Entropy and Independent Component Analysis

Blind source separation using complex system framework

Posted on November 2023


This journal is originally two articles that I published back in 2020 on a certain blogging platform. One was talking about independent component analysis and the other was talking about independence and uncorrelatedness. However, due to the removal of said account, I plan to combine, add, and revise the articles as I think it is quite a good journal for me.

Entropy

I am sure almost every informed or geek person has, at some point, encountered entropy. The pop culture conception of entropy is usually built around time, that the entropy is the arrow of time. At least that was the first time I heard of entropy back in highschool.
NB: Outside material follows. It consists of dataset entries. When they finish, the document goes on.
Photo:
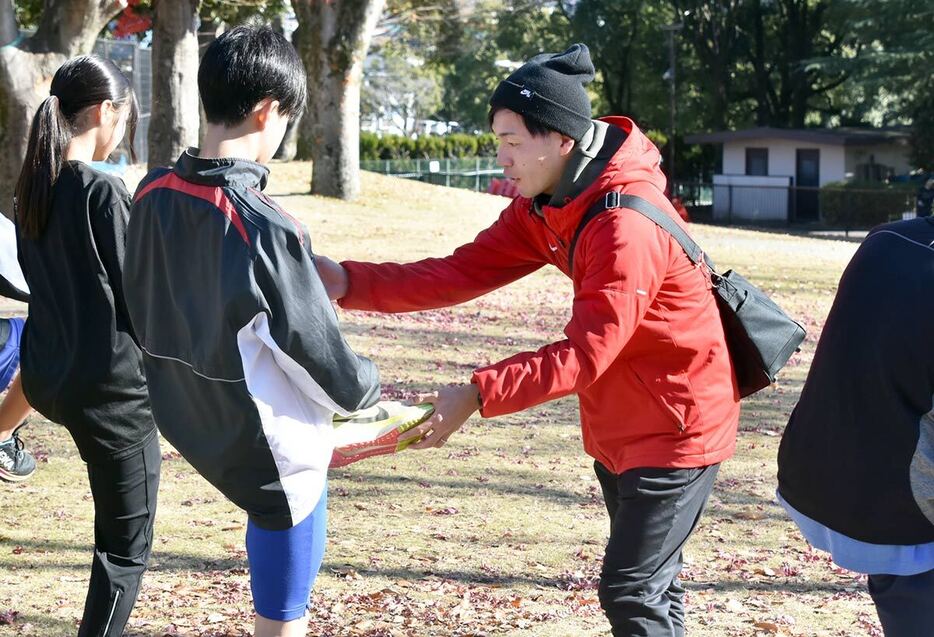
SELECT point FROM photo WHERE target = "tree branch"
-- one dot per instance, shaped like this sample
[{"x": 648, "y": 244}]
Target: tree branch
[
  {"x": 70, "y": 27},
  {"x": 9, "y": 30},
  {"x": 834, "y": 84}
]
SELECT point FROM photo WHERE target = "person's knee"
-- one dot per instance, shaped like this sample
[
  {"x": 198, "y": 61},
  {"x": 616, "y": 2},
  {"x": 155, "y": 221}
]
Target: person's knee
[{"x": 617, "y": 590}]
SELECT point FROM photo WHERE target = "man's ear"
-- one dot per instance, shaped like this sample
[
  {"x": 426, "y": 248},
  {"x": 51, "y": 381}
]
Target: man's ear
[
  {"x": 102, "y": 112},
  {"x": 263, "y": 109},
  {"x": 567, "y": 145}
]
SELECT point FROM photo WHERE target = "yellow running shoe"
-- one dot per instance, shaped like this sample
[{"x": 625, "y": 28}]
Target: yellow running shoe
[{"x": 375, "y": 431}]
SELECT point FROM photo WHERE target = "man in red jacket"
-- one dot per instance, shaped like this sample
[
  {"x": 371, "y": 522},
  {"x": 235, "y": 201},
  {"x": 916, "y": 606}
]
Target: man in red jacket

If I remember, it was a YouTube video of Brian Greene talking about quantum physics. That encounter took a part of the reason for me pursuing physics.

Entropy was first introduced by Rudolph Clausius in 1865. He defined Entropy as energy that can not be transferred to work and thus dissipated as heat. Then comes around Maxwell in 1871 with his demon. He proposed a hypothetical system of a box that contain many particles. These particles are classified into two categories, one with bigger and faster particles and the other smaller and slow particles.

maxwell_demon

Image Source: https://en.wikipedia.org/wiki/Maxwell%27s_demon

However, a demon is introduced to operate a sort of wall or membrane that separate the box into two containers. The demon has certain rule, it would let the smaller particle to get pass through from the right container to the left container but not vice versa. The demon is also letting the bigger particle to pass through from left to right container but not vice versa. Maxwell then argues that in this kind system, there is no dissipated heat. Thus no entropy present eventhough the system does work. Which at that time a shocking proposal because according to the second law of thermodynamics, in a close system, entropy always increase.

Boltzmann-Gibbs Entropy

It was Boltzmann and Gibbs that introduced entropy as a macroscropical properties that arises from a group of microscopical system. A system is a group of individual entities which have their own function that form a more complex entity that also have its function. A system has states that tells the behavior of the system, an example of states could be the temperature of a tank that contained liquid. The system is the tank, and the molecules in the tank are its individual entities. A group of system can interact with each other and in turn create a more complex system. This complex system also has states, which using the standpoint of its parts, is called macrostates. Using the same standpoint, the states of the parts are called microstates. Entropy is defined as the number of microstates which constitute to the macrostate.

\[S = k \;log \:W\]

With $S$ as entropy, $k$ as the Boltzmann’s constant and $W$ as the thermodynamic probability. This Therimodynamic probability represent the microstates that correspond to the macrostate.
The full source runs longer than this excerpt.